Recebi há dias a versão digital dos dois volumes do livro O Reino de Portugal em 1527: os contratos das sisas. Referem-se, ao todo, 232 contratos, de bastantes concelhos do País. E esses contratos, importa dizê-lo, mostram como a Coroa (neste caso, el-rei D. João III) acatou a decisão tomada nas Cortes de Torres Novas de 1525 de que, sob a forma de contratos de venda, se transferiria «para os municípios do reino» a «cobrança das rendas das sisas de cada concelho». Mal acomparado era assim a modos do IMI (Imposto Municipal sobre Imóveis) da actualidade.

Era assim o processo: reunia-se o povo no paço do concelho; anotava-se o nome e profissão de cada um dos presentes; explicava-se-lhes o que el-rei determinara em relação à percepção das sisas; apresentava-se a proposta e, obtido o assentimento acerca dos nomes propostos, lavrava-se o respectivo assento – para que constasse.

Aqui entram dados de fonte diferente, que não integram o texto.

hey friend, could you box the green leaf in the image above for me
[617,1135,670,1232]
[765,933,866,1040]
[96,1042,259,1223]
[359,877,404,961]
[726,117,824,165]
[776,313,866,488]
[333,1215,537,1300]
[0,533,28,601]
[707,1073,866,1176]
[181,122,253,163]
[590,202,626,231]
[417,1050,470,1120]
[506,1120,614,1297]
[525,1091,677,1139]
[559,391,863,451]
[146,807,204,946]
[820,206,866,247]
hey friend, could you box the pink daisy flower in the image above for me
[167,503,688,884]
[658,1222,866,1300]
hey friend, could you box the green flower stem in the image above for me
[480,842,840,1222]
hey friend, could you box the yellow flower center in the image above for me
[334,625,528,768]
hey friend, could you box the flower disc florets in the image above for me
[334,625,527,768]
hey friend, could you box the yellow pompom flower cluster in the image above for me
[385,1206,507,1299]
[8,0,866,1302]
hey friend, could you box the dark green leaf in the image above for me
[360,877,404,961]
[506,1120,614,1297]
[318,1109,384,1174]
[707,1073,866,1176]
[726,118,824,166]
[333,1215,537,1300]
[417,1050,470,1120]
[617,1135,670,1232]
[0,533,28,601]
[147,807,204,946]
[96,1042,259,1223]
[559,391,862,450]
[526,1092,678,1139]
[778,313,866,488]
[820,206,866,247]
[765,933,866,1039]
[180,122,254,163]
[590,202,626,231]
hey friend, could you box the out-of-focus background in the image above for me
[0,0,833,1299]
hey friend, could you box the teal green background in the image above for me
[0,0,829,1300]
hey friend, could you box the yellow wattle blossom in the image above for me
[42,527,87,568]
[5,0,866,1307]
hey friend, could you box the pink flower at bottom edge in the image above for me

«O que eu acho interessante», comentava-me um amigo, «é ficarmos a saber que já se cobrava IMI nos idos de 1500. Hoje, o IMI é o imposto mais odiado pelos portugueses e, convenhamos, com toda a razão. É um imposto injusto e difícil de justificar. O imposto alimentava a corte e os burocratas das Finanças da época. Tudo muito parecido com os nossos dias, afinal». 

E perorava:

«Se houvesse informação sobre o montante do imposto sobre determinada propriedade, talvez fosse interessante para comparar com o IMI de hoje».

Neste livro, contudo, o que se narra é o processo de concessão da recepção das sisas, o tal imposto fundiário. O Rei encarregava os seus oficiais de irem de concelho em concelho, reunirem o Povo, de modo a acordar-se, em assembleia – que diríamos, hoje, ‘democrática’ – em quem é que o Povo depositava confiança para as cobranças. De facto, no fundo, o procedimento hoje mantém-se: o Estado delegou nos municípios a cobrança do IMI (Imposto Municipal sobre Imóveis), assim como do IUC (Imposto Único de Circulação).

Quanto a eventual comparação com os valores actuais, ainda que aliciante de saber, exigiria cálculos nem sempre fáceis de concretizar, mormente devido às flutuações (oficiais e reais) da moeda e aos valores (oficiais e reais) dos imóveis.